A national resilience initiative for propane could build replicable local, regional, and national resilience propane power generation applications, tailored specifically to respond to disasters and electric utility grid infrastructure power shutdowns that would provide currently unmet market opportunities for propane hybrid genset and power generation technologies in California and across the country. Such an effort would involve the development of strategic public and private partnerships and would capitalize on propane’s low emissions and clean energy potential. Primary goals would be to showcase propane’s regional adaptability and versatility in preparedness and response to natural and man-made disasters as clean energy, low-emitting, renewably-fueled hybrid electrical power generating systems capable of backing up and sustaining other renewable and non-renewable energy systems over a wide geographic area and across constituencies and markets.
Propane punches all the tickets—in its ability to be renewable, build hybrid systems with solar and electric technology, and deliver resilience to schools, hospitals, construction, agriculture, state and local government, the federal government, and numerous public and private economic sectors.
In late 2018, Congress passed the FAA Authorization bill, launching a national conversation on methods and technologies to improve local and regional energy and power resilience and sustainability. California is specifically noted for wildland fire response and preparedness funding given the ongoing grid failures that have increasingly resulted from large-scale, devasting fires linked to climate change, earthquakes, and other natural disasters. However, the bill’s funding also has national intent. As with PERC projects, projects receiving FAA or other federal funding are intended to provide a template for replicable projects capable of adapting to a broad array of resilience preparedness, response, or infrastructure-hardening requirements.

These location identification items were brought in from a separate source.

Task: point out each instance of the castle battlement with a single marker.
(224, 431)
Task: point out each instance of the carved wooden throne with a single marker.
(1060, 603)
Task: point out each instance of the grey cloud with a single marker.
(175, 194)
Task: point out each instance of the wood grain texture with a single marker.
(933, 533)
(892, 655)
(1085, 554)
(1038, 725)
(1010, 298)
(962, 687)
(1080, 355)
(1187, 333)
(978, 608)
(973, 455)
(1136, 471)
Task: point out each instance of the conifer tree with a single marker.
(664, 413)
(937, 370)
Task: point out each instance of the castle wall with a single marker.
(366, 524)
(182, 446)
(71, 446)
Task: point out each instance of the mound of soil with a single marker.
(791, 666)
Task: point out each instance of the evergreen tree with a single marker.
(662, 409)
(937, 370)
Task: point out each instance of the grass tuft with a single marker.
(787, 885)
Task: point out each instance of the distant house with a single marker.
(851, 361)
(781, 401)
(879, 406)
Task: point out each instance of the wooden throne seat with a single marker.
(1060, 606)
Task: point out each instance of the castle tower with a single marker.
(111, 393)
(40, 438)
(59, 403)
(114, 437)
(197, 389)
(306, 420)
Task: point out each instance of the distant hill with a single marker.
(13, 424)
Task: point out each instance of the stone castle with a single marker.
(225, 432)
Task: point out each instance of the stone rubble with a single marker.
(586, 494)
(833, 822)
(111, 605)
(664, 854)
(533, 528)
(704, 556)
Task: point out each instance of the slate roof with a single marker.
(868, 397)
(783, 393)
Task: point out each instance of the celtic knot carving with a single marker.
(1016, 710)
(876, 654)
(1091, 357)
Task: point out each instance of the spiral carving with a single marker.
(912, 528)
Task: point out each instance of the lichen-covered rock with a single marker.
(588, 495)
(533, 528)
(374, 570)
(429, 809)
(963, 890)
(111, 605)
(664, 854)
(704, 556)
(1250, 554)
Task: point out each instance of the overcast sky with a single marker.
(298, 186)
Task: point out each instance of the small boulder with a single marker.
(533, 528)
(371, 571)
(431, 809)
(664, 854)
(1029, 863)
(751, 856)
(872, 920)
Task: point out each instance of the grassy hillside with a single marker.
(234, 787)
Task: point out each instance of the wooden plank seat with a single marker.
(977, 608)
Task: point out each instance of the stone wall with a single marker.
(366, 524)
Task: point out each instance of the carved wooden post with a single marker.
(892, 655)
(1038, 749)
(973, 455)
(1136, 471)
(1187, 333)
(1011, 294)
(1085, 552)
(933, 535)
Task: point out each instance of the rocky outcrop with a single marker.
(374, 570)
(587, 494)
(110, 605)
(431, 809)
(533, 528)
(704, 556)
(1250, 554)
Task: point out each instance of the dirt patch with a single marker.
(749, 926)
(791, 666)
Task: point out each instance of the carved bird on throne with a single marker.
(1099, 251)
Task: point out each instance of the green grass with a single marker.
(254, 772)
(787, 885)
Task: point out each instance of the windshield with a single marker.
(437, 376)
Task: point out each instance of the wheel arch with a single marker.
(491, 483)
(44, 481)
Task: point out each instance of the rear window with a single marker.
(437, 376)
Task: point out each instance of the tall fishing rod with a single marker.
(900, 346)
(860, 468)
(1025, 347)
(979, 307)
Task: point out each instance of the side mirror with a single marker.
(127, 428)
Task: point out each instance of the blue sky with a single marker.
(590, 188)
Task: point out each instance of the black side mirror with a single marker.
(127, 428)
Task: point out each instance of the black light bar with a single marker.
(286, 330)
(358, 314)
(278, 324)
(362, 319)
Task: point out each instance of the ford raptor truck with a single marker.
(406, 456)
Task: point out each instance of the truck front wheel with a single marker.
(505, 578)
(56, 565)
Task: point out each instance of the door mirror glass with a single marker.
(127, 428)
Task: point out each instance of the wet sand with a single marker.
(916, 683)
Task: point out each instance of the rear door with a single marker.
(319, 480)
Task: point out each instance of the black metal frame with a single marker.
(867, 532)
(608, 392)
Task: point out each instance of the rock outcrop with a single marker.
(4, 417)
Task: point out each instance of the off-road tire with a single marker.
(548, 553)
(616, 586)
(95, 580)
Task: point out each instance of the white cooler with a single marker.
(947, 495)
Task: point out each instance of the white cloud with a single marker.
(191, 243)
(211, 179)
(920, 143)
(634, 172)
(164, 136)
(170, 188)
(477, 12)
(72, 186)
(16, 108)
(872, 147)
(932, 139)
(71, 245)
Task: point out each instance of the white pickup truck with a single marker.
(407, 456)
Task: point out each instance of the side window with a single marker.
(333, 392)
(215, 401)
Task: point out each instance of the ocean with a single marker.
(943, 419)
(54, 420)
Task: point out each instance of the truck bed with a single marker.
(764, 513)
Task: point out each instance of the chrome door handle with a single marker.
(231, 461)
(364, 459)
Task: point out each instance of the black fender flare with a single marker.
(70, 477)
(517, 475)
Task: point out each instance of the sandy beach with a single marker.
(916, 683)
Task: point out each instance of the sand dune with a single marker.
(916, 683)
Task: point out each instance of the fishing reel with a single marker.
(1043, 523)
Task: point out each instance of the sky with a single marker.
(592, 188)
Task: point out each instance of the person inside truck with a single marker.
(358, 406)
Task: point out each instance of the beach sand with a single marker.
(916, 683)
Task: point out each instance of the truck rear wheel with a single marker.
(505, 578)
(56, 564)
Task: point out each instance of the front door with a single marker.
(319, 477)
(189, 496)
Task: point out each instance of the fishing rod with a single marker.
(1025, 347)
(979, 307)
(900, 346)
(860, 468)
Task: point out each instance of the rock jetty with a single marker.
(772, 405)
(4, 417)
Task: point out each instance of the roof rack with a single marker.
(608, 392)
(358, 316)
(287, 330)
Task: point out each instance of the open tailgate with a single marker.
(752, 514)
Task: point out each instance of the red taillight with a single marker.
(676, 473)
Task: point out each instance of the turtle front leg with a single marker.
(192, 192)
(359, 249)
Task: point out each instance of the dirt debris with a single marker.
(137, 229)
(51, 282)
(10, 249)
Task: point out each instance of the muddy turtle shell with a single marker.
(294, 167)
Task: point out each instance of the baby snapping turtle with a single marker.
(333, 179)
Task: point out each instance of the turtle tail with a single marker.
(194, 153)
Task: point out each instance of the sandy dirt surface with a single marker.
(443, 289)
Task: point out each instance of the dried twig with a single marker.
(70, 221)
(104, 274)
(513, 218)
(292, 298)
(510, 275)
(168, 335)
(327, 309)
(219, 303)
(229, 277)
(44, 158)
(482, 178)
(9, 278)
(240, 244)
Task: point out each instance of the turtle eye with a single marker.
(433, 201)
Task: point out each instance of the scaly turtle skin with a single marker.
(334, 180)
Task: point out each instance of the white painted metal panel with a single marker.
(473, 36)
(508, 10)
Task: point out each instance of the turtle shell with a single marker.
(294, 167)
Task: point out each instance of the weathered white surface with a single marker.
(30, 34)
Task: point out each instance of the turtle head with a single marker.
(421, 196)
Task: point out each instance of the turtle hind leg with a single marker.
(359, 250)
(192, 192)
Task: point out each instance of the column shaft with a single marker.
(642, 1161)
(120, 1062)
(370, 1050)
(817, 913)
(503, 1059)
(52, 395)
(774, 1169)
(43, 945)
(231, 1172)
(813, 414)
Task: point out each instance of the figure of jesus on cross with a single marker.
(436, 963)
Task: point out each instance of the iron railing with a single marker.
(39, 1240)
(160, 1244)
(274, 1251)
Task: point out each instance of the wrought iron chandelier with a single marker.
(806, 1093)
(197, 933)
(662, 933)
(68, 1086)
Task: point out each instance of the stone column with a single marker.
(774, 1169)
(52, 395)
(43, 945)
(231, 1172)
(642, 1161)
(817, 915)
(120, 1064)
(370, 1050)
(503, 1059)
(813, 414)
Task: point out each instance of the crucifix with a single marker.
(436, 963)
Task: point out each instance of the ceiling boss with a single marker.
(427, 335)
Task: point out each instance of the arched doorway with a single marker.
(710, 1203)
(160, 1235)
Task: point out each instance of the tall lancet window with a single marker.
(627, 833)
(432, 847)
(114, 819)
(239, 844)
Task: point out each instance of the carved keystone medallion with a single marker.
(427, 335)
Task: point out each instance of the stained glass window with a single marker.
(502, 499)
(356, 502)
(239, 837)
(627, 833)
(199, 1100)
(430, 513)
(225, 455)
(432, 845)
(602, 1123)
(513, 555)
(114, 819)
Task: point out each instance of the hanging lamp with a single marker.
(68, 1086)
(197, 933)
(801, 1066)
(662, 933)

Our theoretical case study punches the right political and programmatic tickets and sets up long-term partnerships with disparate stakeholders moving in a common cause: state and local government; the federal government; electric vehicles; possible users of propane systems from school districts to hospitals and other health care providers, to construction and materials handling, to agriculture, and can function in a world of rural decentralization where propane is the dominant and preferred non-electrical energy source. Our theoretical project is both public and private, intrastate and interstate, touches all levels of government with industry crossover, and is based on consensus and coalition.
RESILIENCE AND RENEWABLE ARE THE FUTURE
Society has been moving toward a resilient, decentralized, internet-driven world for some time. It took the coronavirus to accelerate the apparent trends. These trends may forever shape the way we live, how we use energy, and how we conduct business. It will force us to examine many life-altering alternatives. The industries that seize these trends will be the sustainable ones. The others will fade into history—not overnight, but inevitably. People will be looking for clean energy, but also for the energy sources that are capable of evolving and adapting to societal needs—capable of meeting the needs of both natural and manmade disaster and health crisis—capable of providing the power we need when we need it—as we move toward greater a more decentralized world in the workplace and at home.
The propane industry has the chance to build on its natural constituencies, but it needs to mobilize to be able to seize these apparent and inevitable societal, energy, and business trends.
Its markets will provide its message; its partnerships will move those markets; its apparent and essential resilience will fuel its future.
Joe Colaneri is a partner at AJW Inc., a Washington, D.C.- and Sacramento, Calif.-based public policy and advocacy firm. He was previously executive director of the Propane Vehicle Council from 1996-2002.